Sama pak, Ummi jg kadang2 ngasih, kadang2 enggak. Liat2 orangnya...duh dosa gak yah?

dinasony said...

bingung klo gak ngasih takutnya mereka memang benar2 perlu, tapi klo ngasih takut jadi kebiasaan.
pernah gak ngasih pengamen cilik, eh anakku protes "kenapa umi pelit kan kakak itu kasian", padahal saat itu ak sdang mengajarkan anakku menjadi orang yg mau berbagi, duh bingung euy...

wawa said...

Hi, artikelnya menarik.
Gua pingin nanya, waktu di kalimat terakhir, apa pak pengarang ingin menyindir kita?
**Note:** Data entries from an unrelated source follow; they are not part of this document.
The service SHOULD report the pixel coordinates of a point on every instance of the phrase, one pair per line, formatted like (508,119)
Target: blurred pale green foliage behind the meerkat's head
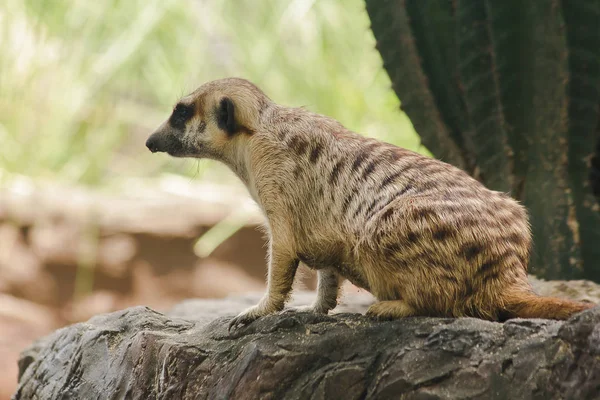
(82,83)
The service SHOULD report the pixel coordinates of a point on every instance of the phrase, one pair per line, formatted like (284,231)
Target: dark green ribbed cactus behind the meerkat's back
(509,90)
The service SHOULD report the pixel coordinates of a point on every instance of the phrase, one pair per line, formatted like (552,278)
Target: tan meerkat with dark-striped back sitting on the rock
(424,237)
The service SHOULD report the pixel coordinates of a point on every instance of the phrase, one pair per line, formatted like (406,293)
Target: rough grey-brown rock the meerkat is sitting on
(188,353)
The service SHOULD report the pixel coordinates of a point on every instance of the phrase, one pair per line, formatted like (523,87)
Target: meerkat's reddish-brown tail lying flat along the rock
(529,305)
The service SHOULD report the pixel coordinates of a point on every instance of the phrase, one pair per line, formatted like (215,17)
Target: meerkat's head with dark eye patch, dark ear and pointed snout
(212,121)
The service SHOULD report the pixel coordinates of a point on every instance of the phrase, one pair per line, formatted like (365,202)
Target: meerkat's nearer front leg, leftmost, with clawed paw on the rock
(282,269)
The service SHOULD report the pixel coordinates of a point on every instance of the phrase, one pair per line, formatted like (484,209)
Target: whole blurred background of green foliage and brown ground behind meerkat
(90,221)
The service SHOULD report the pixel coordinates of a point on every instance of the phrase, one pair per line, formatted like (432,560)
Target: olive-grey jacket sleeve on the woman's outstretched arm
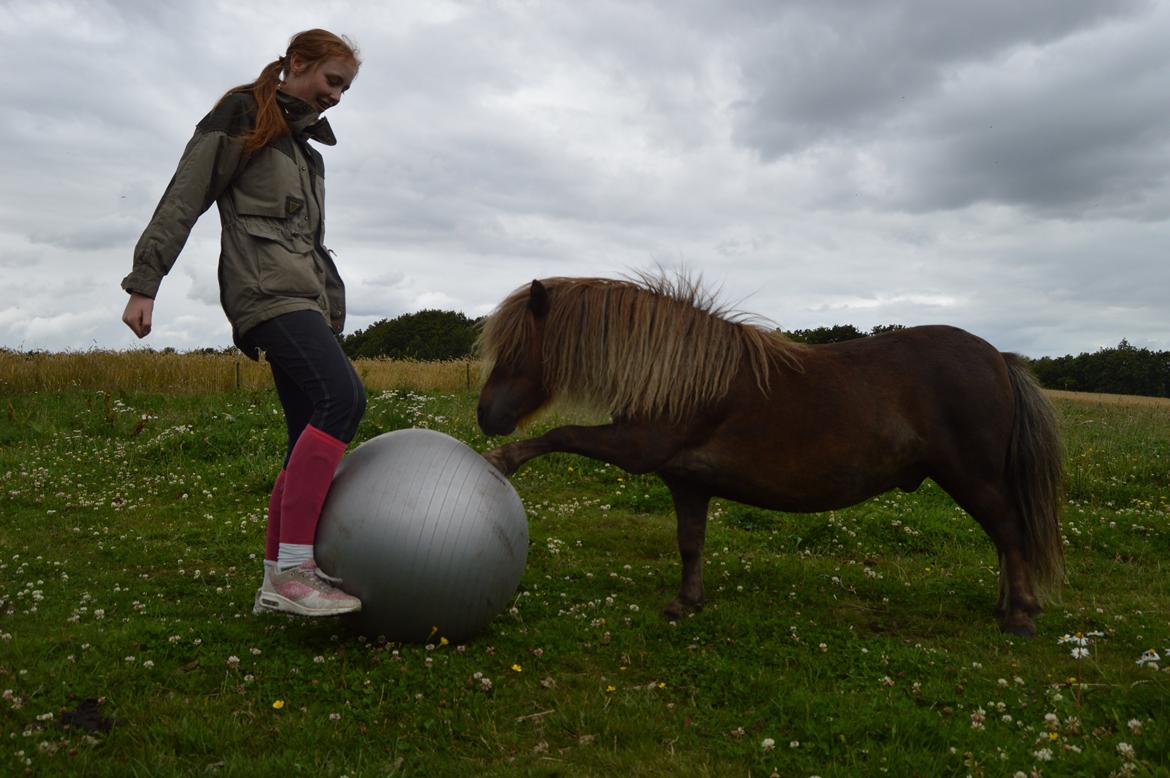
(212,160)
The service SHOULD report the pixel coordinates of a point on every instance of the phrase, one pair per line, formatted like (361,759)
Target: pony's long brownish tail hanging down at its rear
(1037,473)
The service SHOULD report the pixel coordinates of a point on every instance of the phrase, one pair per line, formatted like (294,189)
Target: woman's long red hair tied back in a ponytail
(311,47)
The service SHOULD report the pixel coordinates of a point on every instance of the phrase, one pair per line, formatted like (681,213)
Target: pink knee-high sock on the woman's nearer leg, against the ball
(307,481)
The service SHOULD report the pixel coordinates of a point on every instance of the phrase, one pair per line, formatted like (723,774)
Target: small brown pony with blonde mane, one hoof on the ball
(720,408)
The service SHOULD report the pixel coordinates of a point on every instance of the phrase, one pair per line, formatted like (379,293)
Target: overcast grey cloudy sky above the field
(999,166)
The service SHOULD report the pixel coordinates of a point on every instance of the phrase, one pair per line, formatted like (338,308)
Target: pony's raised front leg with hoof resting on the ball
(631,446)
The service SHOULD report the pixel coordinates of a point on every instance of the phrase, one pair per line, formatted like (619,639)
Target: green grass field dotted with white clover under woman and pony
(854,643)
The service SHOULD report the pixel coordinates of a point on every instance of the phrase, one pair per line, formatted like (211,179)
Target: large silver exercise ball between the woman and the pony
(430,536)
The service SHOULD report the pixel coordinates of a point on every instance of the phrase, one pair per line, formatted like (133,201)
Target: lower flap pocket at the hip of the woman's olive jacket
(285,259)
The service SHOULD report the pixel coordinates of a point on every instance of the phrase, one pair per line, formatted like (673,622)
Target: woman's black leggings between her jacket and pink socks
(315,381)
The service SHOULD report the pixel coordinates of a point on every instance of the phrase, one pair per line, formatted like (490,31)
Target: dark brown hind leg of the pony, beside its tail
(1001,520)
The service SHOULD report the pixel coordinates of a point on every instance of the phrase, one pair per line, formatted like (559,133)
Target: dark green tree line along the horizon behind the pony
(436,335)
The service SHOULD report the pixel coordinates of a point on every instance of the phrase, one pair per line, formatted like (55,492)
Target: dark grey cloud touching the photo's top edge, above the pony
(818,73)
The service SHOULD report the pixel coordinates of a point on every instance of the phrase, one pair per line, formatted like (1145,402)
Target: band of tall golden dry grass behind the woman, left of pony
(173,373)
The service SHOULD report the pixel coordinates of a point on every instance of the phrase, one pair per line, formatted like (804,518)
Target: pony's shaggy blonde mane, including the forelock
(651,347)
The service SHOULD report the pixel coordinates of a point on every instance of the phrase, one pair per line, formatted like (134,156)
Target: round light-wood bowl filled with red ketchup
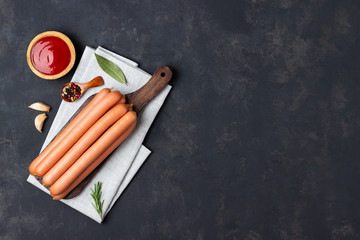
(51,55)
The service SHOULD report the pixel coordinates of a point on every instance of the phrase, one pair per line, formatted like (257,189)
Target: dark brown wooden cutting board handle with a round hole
(151,89)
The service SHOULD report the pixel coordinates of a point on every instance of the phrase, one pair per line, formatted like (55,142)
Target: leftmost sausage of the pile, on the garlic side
(68,129)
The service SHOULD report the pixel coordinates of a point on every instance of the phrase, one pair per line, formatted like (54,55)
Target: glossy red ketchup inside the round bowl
(50,55)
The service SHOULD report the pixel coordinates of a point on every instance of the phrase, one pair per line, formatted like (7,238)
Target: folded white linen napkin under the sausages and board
(121,166)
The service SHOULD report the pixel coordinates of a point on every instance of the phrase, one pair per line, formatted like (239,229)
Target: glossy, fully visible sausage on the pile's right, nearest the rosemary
(90,155)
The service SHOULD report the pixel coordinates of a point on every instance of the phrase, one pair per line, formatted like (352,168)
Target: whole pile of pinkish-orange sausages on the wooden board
(88,139)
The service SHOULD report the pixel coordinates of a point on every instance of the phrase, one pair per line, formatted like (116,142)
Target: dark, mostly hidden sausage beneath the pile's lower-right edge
(96,163)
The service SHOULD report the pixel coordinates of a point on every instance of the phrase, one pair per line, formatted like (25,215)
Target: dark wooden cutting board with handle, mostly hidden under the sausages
(139,99)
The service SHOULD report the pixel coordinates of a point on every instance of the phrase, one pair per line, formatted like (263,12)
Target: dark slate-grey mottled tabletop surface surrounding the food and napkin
(259,138)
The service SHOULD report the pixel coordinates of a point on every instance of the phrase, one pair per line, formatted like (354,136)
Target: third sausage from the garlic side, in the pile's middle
(84,143)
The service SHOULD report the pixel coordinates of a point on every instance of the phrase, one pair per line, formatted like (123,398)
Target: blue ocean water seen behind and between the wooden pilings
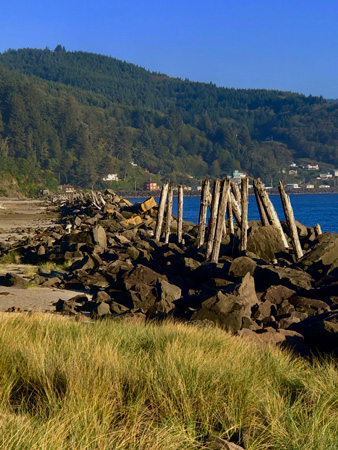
(308,209)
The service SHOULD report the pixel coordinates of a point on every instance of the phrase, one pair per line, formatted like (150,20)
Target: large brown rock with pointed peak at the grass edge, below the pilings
(228,308)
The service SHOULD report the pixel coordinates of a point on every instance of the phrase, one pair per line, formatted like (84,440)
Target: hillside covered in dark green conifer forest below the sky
(79,116)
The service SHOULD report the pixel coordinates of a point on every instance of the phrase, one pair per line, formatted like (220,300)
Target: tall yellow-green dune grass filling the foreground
(111,385)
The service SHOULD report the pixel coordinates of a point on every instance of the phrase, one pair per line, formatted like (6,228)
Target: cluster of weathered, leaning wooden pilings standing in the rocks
(227,203)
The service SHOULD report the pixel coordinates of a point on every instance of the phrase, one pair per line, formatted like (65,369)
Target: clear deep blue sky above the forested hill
(290,45)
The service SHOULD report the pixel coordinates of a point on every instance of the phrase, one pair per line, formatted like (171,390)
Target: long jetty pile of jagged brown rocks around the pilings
(105,248)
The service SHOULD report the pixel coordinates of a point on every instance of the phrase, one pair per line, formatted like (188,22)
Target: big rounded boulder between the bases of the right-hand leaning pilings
(265,242)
Maksud saya, apakah sebenernya pengarang ingin menerapkan reverse psychology? (sori, gua ga bermaksud sok kritis, dan melupakan makna utama ceritanya).
Kesannya, kita seperti dibawa ke suatu fakta2 yang terasa benar, tapi entah kenapa hati-nurani sedikit susah menerima (atau cuman gua saja?) dan pada akhirnya pembaca dikasih ending dengan pertanyaan yang selaras dengan hati-nurani - menurut gua sungguh menarik.

Gua ada sedikit tulisan yang ada hubungannya ama ini topik, tapi lagi engga sempet nyari, lain kali gua bagiin, siapa tahu bisa menambah perspekif mengenai topik ini.

Salam - Kabul

zuki said...

Bang Kabul, mungkin ini kembali ke perspektif masing-masing. Kalau saya sih rasanya sepaham betul dengan yang ditulis Eep.
Jadi ingat ada kata-kata mutiara (hadits?) kalau tangan kanan memberi tangan kiri tidak perlu tahu ...
Penafsiran saya di sini, kalau mau ngasih ya kasih aja, jangan mikir terlalu panjang. Cuma ya yang diurut oleh Eep logis dan itulah yang bermunculan di kepala saya ...
Thanks for comment!

wawa said...

Hi, Bang Zuki.
Gua udah ketemu tulisan gua yang kemarin gua ceritain, gua udah posting di blog-gua, gua kasih judul 'Minggu Sore - Tentang Pengemis.'
Mampir baca aja kalo lagi iseng. Itung-itung buat tambah perspektif tentang topik ini kali.
:P

Rahadian P. Paramita said...

Uhm... Siapa yang dukung Eep jadi Presiden? Saya mau dukung ah... :D Salam!